Scientists at the National Oceanography Centre (NOC) are developing an innovative new sensor and associated analytical techniques for monitoring and classifying phytoplankton that can cause harmful algal blooms (HABs). The two-year project is one of 12 to receive a total of £5.1 million of UKRI funding, focusing on UK aquaculture research.
In the aquaculture sector – the farming of fish, crustaceans, molluscs, aquatic plants, algae, and other marine organisms – the loss of stocks or closure of sites due to the presence of HABs can cause significant financial loss. Increasingly detailed and up-to-date knowledge about HAB formation at aquaculture sites will enable rapid and informed decisions about sampling and harvesting, delivering direct economic benefits.
The PhytoMOPS (Phytoplankton Morphology and Optical Properties Sensor) device will monitor the dynamics of algal phytoplankton species to help improve the productivity and availability of feedstocks by detecting for the presence of HABs, which impact upon aquaculture sites through light absorption, deoxygenation of the water, and production of biotoxins. The consumption of shellfish which have fed on toxin-producing algae can cause severe adverse human health effects. Existing monitoring techniques take considerable time and resources, slowing decision making and increasing the risk of health and economic impacts.
PhytoMOPS will address shortcomings in existing monitoring techniques by providing low-cost, high resolution independent data. The technology will act as an ‘early warning’ system, detecting HABs as they form, enabling regulatory and statutory bodies to quickly make informed decisions and target their resources more effectively.
How does it work?
The new deployable device will be based upon the autonomous microfluidic chemical analysis platform developed at the NOC. It will operate in situ in the water, providing direct measurements that generate data much faster than manual collection and subsequent microscopy analysis. This robust and rugged platform will usea suite of microfluidic technologies and components – including optics, electronics, pumps, and valves – which have already been successfully deployed for periods of more than a year, at depths greater than 4800 metres, and in the most hostile coastal and ocean environments on the planet.
The PhytoMOPS device will take advantage of a relatively new technique called inertial microfluidics in which particles are manipulated in a small channel using only ‘passive’ forces - those arising from the system’s fluid dynamics - which in turn result from carefully designed combinations of channel geometry and fluid flow rates. This will enable the sorting and identification of algal cells by size and shape, allowing researchers to look at the distribution of cells in an algal bloom, triggering more detailed analysis as required.

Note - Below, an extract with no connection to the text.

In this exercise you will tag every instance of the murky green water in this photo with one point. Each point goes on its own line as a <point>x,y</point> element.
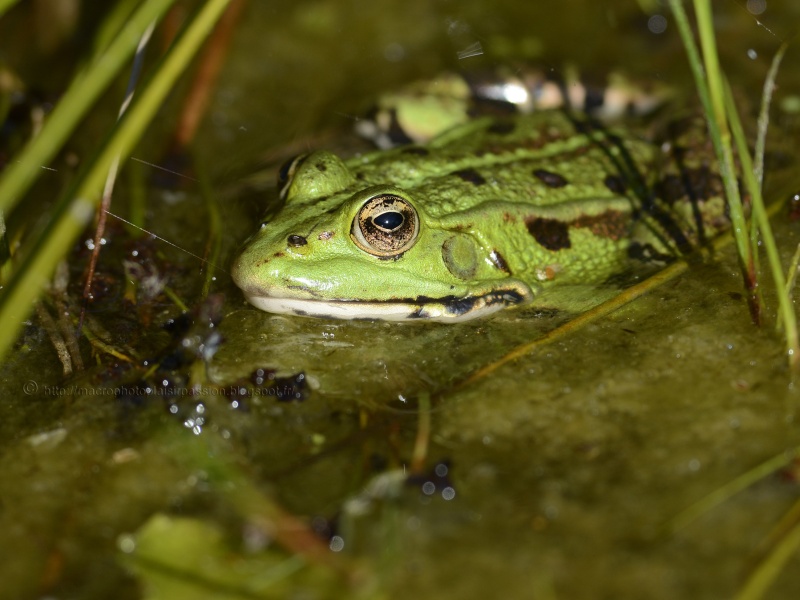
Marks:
<point>551,476</point>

The formation of HABs has caused significant economic damage around the world through the loss of aquaculture stocks, negative impacts upon tourism and recreational facilities, treating related illnesses, and through the costs associated with monitoring and managing blooms. HABs cost an estimated €589 million (£517 million) per year in the EU, and at least $82 million (£59 million) in the US. The UK is responsible for around 15 per cent of the total EU aquaculture production and produces the second largest amount of aquaculture (by volume) in the EU. PhytoMOPS will contribute to a financially robust aquaculture industry with a high level of consumer confidence, which can continue to contribute to and grow the UK economy.
The NOC will engage with a range of partner organisations to deliver PhytoMOPS. The Scottish Association for Marine Science (SAMS) will provide expert advice around the selection of appropriate aquaculture-relevant HAB-forming test species, longer term culturing for test samples, and technical assistance for field trials. The Agri-Food and Biosciences Institute (AFBI), which currently delivers the statutory toxic phytoplankton monitoring programme in Northern Ireland, will provide comparative data, access to models, data records, and analytical facilities. Chelsea Technology Group will provide access to a fluorescence-based algae monitor system to enable side-by-side testing, as well as their engineering expertise.
The project’s Principal Investigator, Dr Allison Schaap, said: “I’m excited to pursue this project which will expand the capabilities of the microfluidic sensor technology that we have developed here at the National Oceanography Centre. It’s a great example of how we can combine engineering, science, theory, and application to provide new tools to address a global problem while adding value to the UK aquaculture sector.”